Приехал вскоре лесничий выписывать задним числом билеты на порубки леса, произведенные больше года назад. Когда валили деревья, никто не думал о высоте пеньков, пеньки оказались выше нормы — требовалась повторная работа. Это была легкая работа. Лесничему дали купить кое-что в магазине, дали денег, спирту. Уезжая, лесничий выпросил собачью шкуру, висевшую на стене конюшни, — он ее выделает и сошьет «собачины» — северные собачьи рукавицы мехом вверх. Дыры на шкуре от пуль не имели, по его словам, значения.
1959
Шерри-бренди
Поэт умирал. Большие, вздутые голодом кисти рук с белыми бескровными пальцами и грязными, отросшими трубочкой ногтями лежали на груди, не прячась от холода Раньше он совал их за пазуху, на голое тело, но теперь там было слишком мало тепла. Рукавицы давно украли; для краж нужна была только наглость — воровали среди бела дня. Тусклое электрическое солнце, загаженное мухами и закованное круглой решеткой, было прикреплено высоко под потолком. Свет падал в ноги поэта — он лежал, как в ящике, в темной глубине нижнего ряда сплошных двухэтажных нар. Время от времени пальцы рук двигались. щелкали, как кастаньеты, и ощупывали пуговицу, петлю, дыру на бушлате, смахивали какой-то сор и снова останавливались. Поэт так долго умирал, что перестал понимать, что он умирает. Иногда приходила, болезненно и почти ощутимо проталкиваясь через мозг, какая-нибудь простая и сильная мысль — что у него украли хлеб, который он положил под голову. И это было так обжигающе страшно, что он готов был спорить, ругаться, драться, искать, доказывать. Но сил для всего этого не было, и мысль о хлебе слабела… И сейчас же он думал о другом, о том, что всех должны везти за море, и почему-то опаздывает пароход, и хорошо, что он здесь. И так же легко и зыбко он начинал думать о большом родимом пятне на лице дневального барака. Большую часть суток он думал о тех событиях, которые наполняли его жизнь здесь. Видения, которые вставали перед его глазами, не были видениями детства, юности, успеха. Всю жизнь он куда-то спешил. Было прекрасно, что торопиться не надо, что думать можно медленно. И он не спеша думал о великом однообразии предсмертных движений, о том, что поняли и описали врачи раньше, чем художники и поэты. Гиппократово лицо — предсмертная маска человека — известно всякому студенту медицинского факультета. Это загадочное однообразие предсмертных движений послужило Фрейду поводом для самых смелых гипотез. Однообразие, повторение — вот обязательная почва науки. То, что в смерти неповторимо, искали не врачи, а поэты. Приятно было сознавать, что он еще может думать. Голодная тошнота стала давно привычной. И все было равноправно — Гиппократ, дневальный с родимым пятном и его собственный грязный ноготь.

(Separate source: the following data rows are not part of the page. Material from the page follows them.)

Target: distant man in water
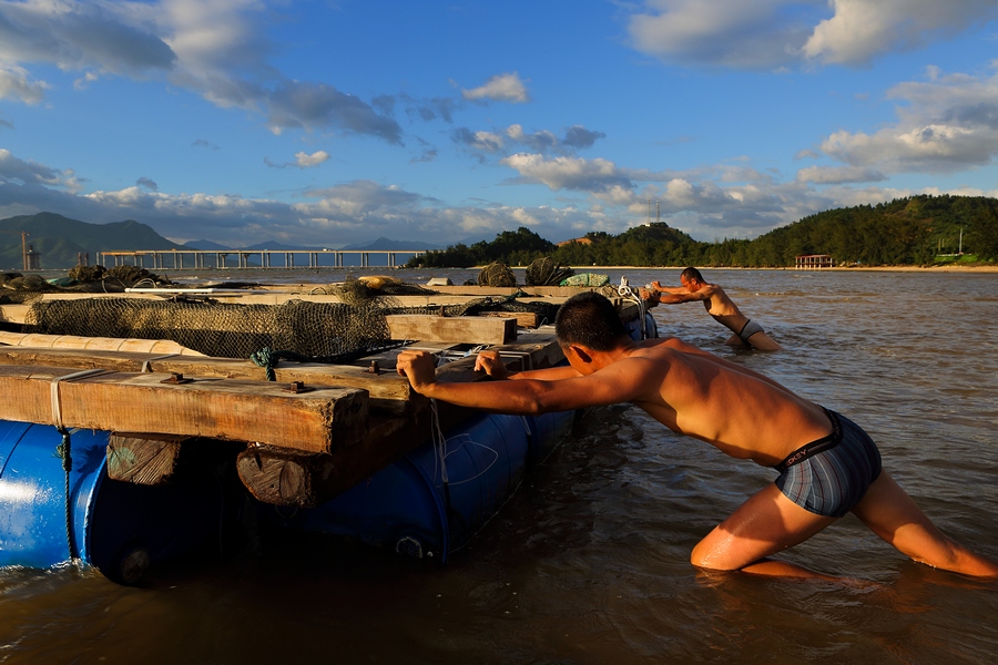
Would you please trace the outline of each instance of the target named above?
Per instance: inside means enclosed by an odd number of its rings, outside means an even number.
[[[998,564],[944,535],[880,469],[880,454],[854,422],[772,379],[676,338],[634,342],[607,298],[583,293],[558,310],[554,330],[568,367],[510,374],[495,351],[476,369],[495,381],[436,382],[435,358],[401,351],[397,371],[427,397],[486,411],[536,415],[631,402],[669,429],[780,475],[693,549],[707,570],[832,579],[768,559],[852,512],[915,561],[975,576]],[[508,379],[508,380],[507,380]]]
[[[696,268],[683,270],[680,282],[683,284],[682,287],[662,286],[658,282],[649,284],[648,290],[652,300],[668,305],[703,300],[703,307],[707,314],[734,332],[726,344],[751,346],[761,351],[778,351],[783,348],[765,334],[762,326],[742,314],[723,288],[716,284],[707,284]],[[659,294],[664,295],[660,296]]]

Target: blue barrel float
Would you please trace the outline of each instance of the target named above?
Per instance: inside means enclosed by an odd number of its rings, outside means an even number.
[[[67,473],[57,428],[0,420],[0,566],[80,560],[135,583],[150,564],[217,536],[225,498],[211,469],[159,487],[110,480],[109,432],[69,434]]]
[[[655,337],[648,313],[634,339]],[[642,325],[643,324],[643,325]],[[277,523],[349,536],[445,562],[516,490],[531,460],[571,429],[574,412],[477,413],[316,508],[289,513],[259,504]],[[155,487],[108,478],[106,431],[72,430],[69,472],[52,426],[0,420],[0,566],[48,567],[80,560],[134,583],[154,563],[190,552],[234,524],[242,485],[202,467]],[[68,491],[67,491],[68,485]]]
[[[444,563],[499,511],[528,462],[550,452],[573,420],[574,411],[478,415],[322,505],[264,507],[265,516]]]

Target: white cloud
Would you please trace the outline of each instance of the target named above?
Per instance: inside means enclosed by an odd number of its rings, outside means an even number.
[[[462,89],[461,96],[468,101],[491,100],[511,104],[522,104],[530,101],[527,86],[520,81],[517,72],[496,74],[479,88],[472,90]]]
[[[635,49],[666,62],[864,65],[884,53],[950,39],[996,16],[991,0],[645,0],[628,30]]]
[[[894,86],[898,120],[877,132],[838,131],[822,150],[851,166],[884,173],[951,173],[992,162],[998,154],[998,75],[939,76]]]
[[[44,185],[67,190],[71,193],[79,192],[81,188],[71,168],[59,171],[37,162],[20,160],[2,147],[0,147],[0,184]]]
[[[797,171],[798,183],[841,185],[844,183],[875,183],[887,177],[872,168],[858,166],[807,166]]]
[[[276,134],[332,127],[401,143],[398,123],[368,102],[268,63],[271,11],[262,0],[0,0],[0,93],[39,101],[44,84],[16,69],[34,63],[83,72],[80,89],[108,74],[162,76],[217,106],[262,113]]]
[[[26,104],[38,104],[44,99],[45,89],[43,81],[32,82],[28,80],[28,72],[20,66],[8,65],[0,62],[0,100],[19,100]]]
[[[312,166],[318,166],[323,162],[329,158],[329,153],[324,150],[316,151],[310,155],[305,152],[295,153],[295,160],[297,162],[298,167],[301,168],[309,168]]]
[[[835,16],[804,44],[807,58],[865,64],[885,52],[950,39],[998,14],[992,0],[829,0]]]
[[[541,182],[551,190],[603,192],[620,186],[630,190],[631,181],[613,162],[581,157],[553,157],[519,153],[501,160],[525,178]]]
[[[646,0],[630,18],[635,49],[670,62],[736,68],[777,66],[793,60],[809,34],[786,6],[813,8],[824,0]]]

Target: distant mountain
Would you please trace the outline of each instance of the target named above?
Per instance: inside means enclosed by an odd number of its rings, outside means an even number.
[[[0,269],[23,268],[21,232],[29,234],[28,245],[41,254],[41,267],[48,270],[69,269],[83,254],[95,264],[98,252],[185,248],[134,219],[89,224],[54,213],[38,213],[0,219]]]
[[[354,249],[354,250],[365,250],[370,249],[373,252],[398,252],[405,249],[418,249],[420,252],[428,249],[442,249],[441,245],[432,245],[430,243],[420,243],[418,241],[393,241],[386,237],[380,237],[376,241],[373,241],[366,245],[354,244],[354,245],[345,245],[342,249]]]

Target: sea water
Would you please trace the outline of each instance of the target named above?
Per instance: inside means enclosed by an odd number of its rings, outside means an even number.
[[[601,272],[679,284],[676,269]],[[725,346],[699,303],[653,309],[662,335],[857,421],[938,526],[998,559],[998,275],[704,274],[785,350]],[[774,477],[637,408],[597,409],[446,566],[296,538],[181,562],[141,587],[74,567],[2,569],[0,662],[995,661],[998,582],[907,561],[852,515],[780,555],[847,583],[692,567],[695,543]]]

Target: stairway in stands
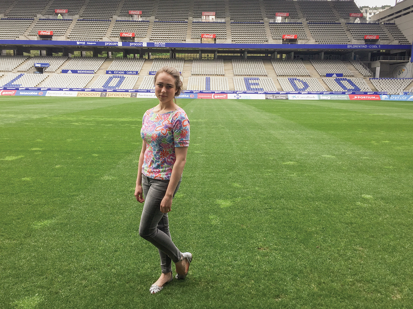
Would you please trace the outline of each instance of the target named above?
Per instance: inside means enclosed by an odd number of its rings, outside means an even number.
[[[234,70],[233,69],[232,61],[231,60],[224,60],[224,72],[225,73],[225,77],[228,80],[228,87],[230,90],[235,90],[234,86]]]

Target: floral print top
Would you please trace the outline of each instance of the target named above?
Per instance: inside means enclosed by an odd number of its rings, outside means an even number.
[[[189,120],[178,108],[155,114],[152,108],[143,115],[140,136],[146,143],[142,173],[155,179],[171,179],[175,163],[175,147],[189,145]]]

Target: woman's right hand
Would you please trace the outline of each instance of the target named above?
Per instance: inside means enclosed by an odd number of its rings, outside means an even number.
[[[139,203],[143,203],[145,201],[145,199],[143,198],[143,190],[142,189],[142,185],[136,185],[136,187],[135,188],[135,197]]]

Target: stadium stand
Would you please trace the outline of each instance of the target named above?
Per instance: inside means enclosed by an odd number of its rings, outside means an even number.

Жизнь входила в него и выходила, и он умирал. Но жизнь появлялась снова, открывались глаза, появлялись мысли. Только желаний не появлялось. Он давно жил в мире, где часто приходится возвращать людям жизнь — искусственным дыханием, глюкозой, камфорой, кофеином. Мертвый вновь становился живым. И почему бы нет? Он верил в бессмертие, в настоящее человеческое бессмертие. Часто думал, что просто нет никаких биологических причин, почему бы человеку не жить вечно… Старость — это только излечимая болезнь, и, если бы не это не разгаданное до сей минуты трагическое недоразумение, он мог бы жить вечно. Или до тех пор, пока не устанет. А он вовсе не устал жить. Даже сейчас, в этом пересыльном бараке, «транзитке», как любовно выговаривали здешние жители. Она была преддверием ужаса, но сама ужасом не была. Напротив, здесь жил дух свободы, и это чувствовалось всеми. Впереди был лагерь, позади — тюрьма. Это был «мир в дороге», и поэт понимал это.